• Amgen Inc., of Thousand Oaks, Calif., priced the $2.5 billion principal amount of convertible senior notes due in 2011 and the same principal amount of convertibles due in 2013, gaining $5 billion, which is $1 billion more than the transaction size announced Feb. 13. Being sold in a private placement, the 2011 notes will pay interest semiannually at a rate of 0.125 percent per annum, and the 2013 notes will pay interest semiannually at 0.375 percent per annum. The 2011 notes will be convertible, at the holder’s option, at an initial rate of 12.52 shares per $1,000 principal amount of notes, an 11 percent premium based on the last reported bid price of $71.93 per share on Feb. 14. The 2013 notes will be convertible at an initial rate of 12.58 shares per $1,000 principal amount of notes, a 10.5 percent premium based on the last reported bid price of $71.93 per share.

• Atom Sciences, of Oak Ridge, Tenn., was awarded a grant from the National Institutes of Health of more than $600,000 to develop technology to identify pathogens responsible for disease in case of biowarfare or a major outbreak. Initial work will be aimed at the bacteria that cause cholera.

• Celera Genomics Group, of Rockville, Md., said that Abbott Laboratories, of Abbott Park, Ill., has selected two Celera antigen targets for investigation. Those are in addition to the two targets Abbott selected for advancement in April, and the two targets reported earlier this month. Abbott now has a total of six targets under investigation from the strategic collaboration focused on cancer.
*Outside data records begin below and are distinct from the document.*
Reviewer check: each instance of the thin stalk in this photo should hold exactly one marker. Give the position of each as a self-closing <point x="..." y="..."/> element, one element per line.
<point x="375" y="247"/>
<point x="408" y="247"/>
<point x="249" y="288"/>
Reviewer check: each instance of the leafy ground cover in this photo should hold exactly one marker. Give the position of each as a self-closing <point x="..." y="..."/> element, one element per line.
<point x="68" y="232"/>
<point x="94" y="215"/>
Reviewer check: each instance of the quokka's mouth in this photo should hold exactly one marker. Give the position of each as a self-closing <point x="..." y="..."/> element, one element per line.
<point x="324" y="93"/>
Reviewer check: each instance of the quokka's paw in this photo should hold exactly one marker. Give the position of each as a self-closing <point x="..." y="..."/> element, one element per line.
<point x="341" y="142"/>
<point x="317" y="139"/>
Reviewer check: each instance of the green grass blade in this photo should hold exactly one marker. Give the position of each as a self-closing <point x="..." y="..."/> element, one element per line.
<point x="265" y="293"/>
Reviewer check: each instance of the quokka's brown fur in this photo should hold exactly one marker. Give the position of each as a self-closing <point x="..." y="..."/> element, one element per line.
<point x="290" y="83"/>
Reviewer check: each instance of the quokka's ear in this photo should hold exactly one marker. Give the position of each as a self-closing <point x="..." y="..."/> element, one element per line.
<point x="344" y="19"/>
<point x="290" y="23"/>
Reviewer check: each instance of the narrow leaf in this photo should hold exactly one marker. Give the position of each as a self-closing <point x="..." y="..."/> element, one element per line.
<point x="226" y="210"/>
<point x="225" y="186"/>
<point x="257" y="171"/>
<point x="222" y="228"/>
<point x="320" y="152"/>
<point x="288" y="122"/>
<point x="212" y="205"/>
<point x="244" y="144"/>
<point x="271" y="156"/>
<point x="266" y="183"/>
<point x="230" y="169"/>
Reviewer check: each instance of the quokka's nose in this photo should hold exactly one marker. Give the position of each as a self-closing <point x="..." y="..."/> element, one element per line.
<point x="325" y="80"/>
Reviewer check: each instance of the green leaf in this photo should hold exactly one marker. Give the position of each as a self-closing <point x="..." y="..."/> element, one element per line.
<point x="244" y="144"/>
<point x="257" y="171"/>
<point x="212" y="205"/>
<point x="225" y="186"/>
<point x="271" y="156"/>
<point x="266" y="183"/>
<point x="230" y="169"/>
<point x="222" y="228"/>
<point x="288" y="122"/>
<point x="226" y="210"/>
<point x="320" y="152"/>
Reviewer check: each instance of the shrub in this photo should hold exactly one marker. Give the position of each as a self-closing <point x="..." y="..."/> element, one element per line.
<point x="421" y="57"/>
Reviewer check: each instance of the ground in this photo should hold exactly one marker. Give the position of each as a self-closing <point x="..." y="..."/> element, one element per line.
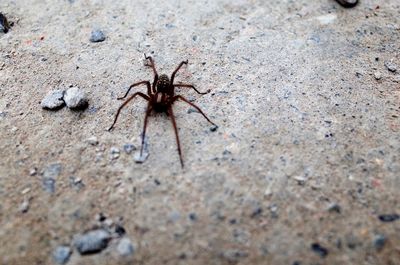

• Emisphere Technologies Inc., of Tarrytown, N.Y., achieved a second milestone under its November 2004 deal with Basel, Switzerland-based F. Hoffmann-La Roche Ltd. to develop new oral formulations of a Roche small molecule for bone-related diseases. The milestone carries an undisclosed payment from Roche, and arises from the latter’s start of a clinical study using Emisphere’s eligen delivery technology in a formulation for a second product. (See BioWorld Today, Nov. 19, 2004.)

• Genentech Inc., of South San Francisco, completed the submission of a supplemental biologics license application with the FDA for Herceptin (Trastuzumab) to treat early stage, HER2-positive breast cancer. Genentech has requested priority review from the FDA. The submission is based on a planned joint interim analysis of more than 3,000 patients with early stage HER2-positive breast cancer enrolled in two Phase III trials.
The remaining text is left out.